Что же заставило нас так жестоко отказать Логинову в исполнении его заветного желания? Дело, казалось, было простое и ясное. Но я еще не знал тогда, что есть на свете такие простые и ясные дела, которые могут повернуться неожиданно какой-то новой стороной и оказаться совсем не такими-то простыми, как только что представлялось.

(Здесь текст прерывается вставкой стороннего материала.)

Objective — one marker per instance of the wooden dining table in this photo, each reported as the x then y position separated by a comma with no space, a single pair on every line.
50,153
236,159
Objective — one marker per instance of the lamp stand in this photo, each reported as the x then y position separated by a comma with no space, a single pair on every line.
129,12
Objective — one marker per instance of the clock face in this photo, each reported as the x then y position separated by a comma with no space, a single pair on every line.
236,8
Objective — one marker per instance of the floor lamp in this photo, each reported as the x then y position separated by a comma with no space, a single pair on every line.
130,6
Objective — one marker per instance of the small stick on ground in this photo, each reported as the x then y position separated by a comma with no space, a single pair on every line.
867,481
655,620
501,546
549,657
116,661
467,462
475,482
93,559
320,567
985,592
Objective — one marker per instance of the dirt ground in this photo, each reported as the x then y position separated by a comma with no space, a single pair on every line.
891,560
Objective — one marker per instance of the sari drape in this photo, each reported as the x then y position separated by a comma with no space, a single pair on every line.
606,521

Все началось с того сумеречного, дождливого утра, когда в мою батарею прибыла группа молодых, необстрелянных бойцов, и среди них этот невысокий, нескладный парень с большой головой на тонкой шее, сразу выделившийся среди других своей молчаливостью и медлительностью. На вид ему было больше двадцати лет, а на самом деле недавно исполнилось восемнадцать. Он был северянин, из Карелии, и работал где-то на лесосплаве. Я представлял себе лесогонов людьми могучими, кряжистыми, и, когда мой новый боец сказал мне, что ходил на плотах, я ему, признаться, не поверил. В моем представлении люди, умеющие побеждать стихию, должны были обладать другой статью.

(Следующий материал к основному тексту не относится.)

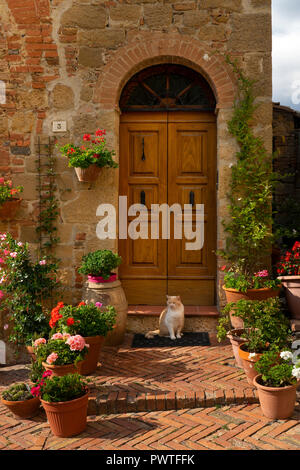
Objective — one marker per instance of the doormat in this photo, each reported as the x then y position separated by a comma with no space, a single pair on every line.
188,339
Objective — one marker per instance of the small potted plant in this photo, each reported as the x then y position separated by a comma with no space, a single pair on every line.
20,401
91,321
9,203
257,286
235,335
65,401
289,274
276,383
62,354
265,327
27,284
90,157
99,266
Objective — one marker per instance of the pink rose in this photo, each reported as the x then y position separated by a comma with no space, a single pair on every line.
76,343
51,358
39,341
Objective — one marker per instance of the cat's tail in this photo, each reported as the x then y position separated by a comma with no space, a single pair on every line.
151,334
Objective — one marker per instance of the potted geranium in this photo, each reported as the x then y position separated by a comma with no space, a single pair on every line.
93,322
266,327
289,274
62,354
27,284
20,401
248,226
9,203
90,157
99,266
277,383
65,401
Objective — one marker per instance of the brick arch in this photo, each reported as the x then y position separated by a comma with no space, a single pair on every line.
156,49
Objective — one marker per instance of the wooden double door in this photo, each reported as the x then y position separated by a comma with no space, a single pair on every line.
169,158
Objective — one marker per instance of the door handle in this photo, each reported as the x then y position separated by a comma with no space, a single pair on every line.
192,198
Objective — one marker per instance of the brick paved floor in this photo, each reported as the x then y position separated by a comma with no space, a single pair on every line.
164,398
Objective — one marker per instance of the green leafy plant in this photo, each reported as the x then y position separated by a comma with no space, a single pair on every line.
93,151
27,286
7,192
60,389
61,350
86,319
17,392
249,226
289,264
277,370
266,327
100,263
242,283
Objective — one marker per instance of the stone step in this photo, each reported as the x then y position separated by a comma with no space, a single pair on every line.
143,318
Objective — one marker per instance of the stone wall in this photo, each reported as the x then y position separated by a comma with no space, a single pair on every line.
68,60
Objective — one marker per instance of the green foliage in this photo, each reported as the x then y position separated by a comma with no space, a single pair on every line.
65,388
100,263
27,285
266,327
62,349
89,320
249,229
243,283
7,192
17,392
94,151
275,371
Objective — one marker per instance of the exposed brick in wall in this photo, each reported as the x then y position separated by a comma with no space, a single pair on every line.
68,60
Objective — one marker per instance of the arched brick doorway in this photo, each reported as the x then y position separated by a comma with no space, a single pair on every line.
156,49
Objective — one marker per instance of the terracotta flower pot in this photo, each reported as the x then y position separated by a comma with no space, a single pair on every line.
9,209
100,279
23,409
87,175
233,295
58,371
236,339
276,403
30,350
292,292
248,363
89,365
67,418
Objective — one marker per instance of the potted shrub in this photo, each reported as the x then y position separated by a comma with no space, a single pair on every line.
90,157
248,227
276,383
9,203
265,327
93,322
20,401
235,335
27,285
62,354
65,401
289,274
99,266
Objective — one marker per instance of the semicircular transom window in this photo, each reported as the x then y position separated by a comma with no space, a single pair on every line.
167,87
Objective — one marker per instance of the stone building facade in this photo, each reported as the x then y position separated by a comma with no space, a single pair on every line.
68,60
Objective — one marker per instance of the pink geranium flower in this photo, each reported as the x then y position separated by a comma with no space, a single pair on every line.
51,358
39,341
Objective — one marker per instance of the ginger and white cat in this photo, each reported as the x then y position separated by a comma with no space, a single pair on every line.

По-разному складываются судьбы. Одни приходят в коллектив и быстро завоевывают всеобщее уважение; к другим долго присматриваются, прежде чем поймут, чего они достойны; а есть и такие, что сразу оказываются предметом насмешек. Иной человек всегда в чем-нибудь виноват, всегда у него что-нибудь не в порядке, и то, что другому сходит с рук, этому никогда не прощается. О нем говорят на всех собраниях, и обязательно плохо.

Логинов, как говорится, с ходу попал в эту группу — на второй же день после прибытия в батарею.

Накануне был тяжело ранен связной командира полка, и начальник штаба приказал командиру нашего дивизиона выделить человека, который срочно бы доставил в штаб бригады пакет с донесением. Как это получилось, уже не помню; приказ катился и катился от одного начальника к другому, и вскоре рядовой Логинов прибыл в блиндаж начальника штаба за пакетом.

Как раз в эти дни наша армия потеснила противника, оставившего нам такие густые минные поля, что их не только в один день, но даже и в месяц не снимешь. Поэтому минеры проделали в них кое-какие проходы, а вокруг поставили вехи с грозными надписями: «Мины!»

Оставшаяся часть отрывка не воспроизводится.